“No último dia, o grande dia da festa, levantou-se Jesus e exclamou: Se alguém tem sede, venha a mim e beba” (João 7:37).

A paciência tem o seu perfeito trabalho no Senhor Jesus, e até o último dia da festa Ele proclamou aos judeus, assim como neste último dia do ano Ele nos proclama e espera ser gracioso para conosco. É verdadeiramente admirável a longanimidade do Salvador em suportar alguns de nós ano após ano, apesar de nossas provocações, rebeliões e resistência ao Seu Espírito Sano,. Maravilha das maravilhas é estarmos na terra da misericórdia!

A piedade expressa-se mais claramente, pois Jesus exclamou, o que implica não somente a altura da sua voz, mas a ternura de seus tons. Ele suplicou para que fôssemos reconciliados. “Oramos por vocês”, disse o apóstolo, “como se o próprio Deus suplicasse a vocês por nosso intermédio”. Que termos fervorosos, emocionantes, são estes! Quão profundo deve ser o amor que faz com que o Senhor chore pelos pecadores, e como uma mãe embale seus filhos em seu regaço! Certamente a cada apelo do Senhor nosso coração desejoso atenderá.

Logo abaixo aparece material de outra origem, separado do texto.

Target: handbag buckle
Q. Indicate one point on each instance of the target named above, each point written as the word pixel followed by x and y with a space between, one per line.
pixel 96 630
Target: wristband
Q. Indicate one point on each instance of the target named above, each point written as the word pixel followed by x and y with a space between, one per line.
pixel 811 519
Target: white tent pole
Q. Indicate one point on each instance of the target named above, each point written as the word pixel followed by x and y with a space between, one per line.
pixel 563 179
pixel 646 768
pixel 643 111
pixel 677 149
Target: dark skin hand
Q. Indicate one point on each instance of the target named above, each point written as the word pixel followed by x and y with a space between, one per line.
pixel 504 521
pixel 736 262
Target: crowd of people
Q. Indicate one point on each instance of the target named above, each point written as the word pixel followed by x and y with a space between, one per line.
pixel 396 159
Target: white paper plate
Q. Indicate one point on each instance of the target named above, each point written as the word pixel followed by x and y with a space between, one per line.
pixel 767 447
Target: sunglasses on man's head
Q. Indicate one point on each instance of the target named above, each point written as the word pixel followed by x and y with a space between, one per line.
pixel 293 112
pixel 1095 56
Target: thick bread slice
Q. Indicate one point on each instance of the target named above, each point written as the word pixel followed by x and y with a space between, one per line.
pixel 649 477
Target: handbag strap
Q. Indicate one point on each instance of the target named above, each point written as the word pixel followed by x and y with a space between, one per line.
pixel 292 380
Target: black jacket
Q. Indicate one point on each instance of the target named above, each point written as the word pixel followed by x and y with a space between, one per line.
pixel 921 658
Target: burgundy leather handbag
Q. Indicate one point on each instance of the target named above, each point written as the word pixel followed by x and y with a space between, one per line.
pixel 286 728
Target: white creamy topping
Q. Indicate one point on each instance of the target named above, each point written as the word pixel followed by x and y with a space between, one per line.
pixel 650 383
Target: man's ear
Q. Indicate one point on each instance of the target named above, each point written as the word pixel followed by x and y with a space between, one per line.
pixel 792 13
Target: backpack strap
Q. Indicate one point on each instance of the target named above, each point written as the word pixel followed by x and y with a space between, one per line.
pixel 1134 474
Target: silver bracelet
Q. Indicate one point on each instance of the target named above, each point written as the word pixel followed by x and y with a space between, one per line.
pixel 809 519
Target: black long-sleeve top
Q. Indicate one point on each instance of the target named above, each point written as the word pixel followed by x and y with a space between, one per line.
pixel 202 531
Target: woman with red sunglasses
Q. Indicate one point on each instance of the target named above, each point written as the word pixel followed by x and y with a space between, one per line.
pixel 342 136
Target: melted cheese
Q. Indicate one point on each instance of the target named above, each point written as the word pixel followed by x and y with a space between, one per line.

A provisão é feita mais abundantemente; tudo é providenciado para que o homem possa mitigar a sede da sua alma. Para sua consciência, a expiação traz paz; para sua compreensão, o exemplo traz a mais rica instrução; para seu coração, a pessoa de Jesus é o mais nobre objeto de afeição; para todo homem, a verdade como é encontrada em Jesus provê a nutrição mais pura. A sede é terrível, mas Jesus pode removê-la. Embora a alma esteja totalmente faminta, Jesus pode restaurá-la.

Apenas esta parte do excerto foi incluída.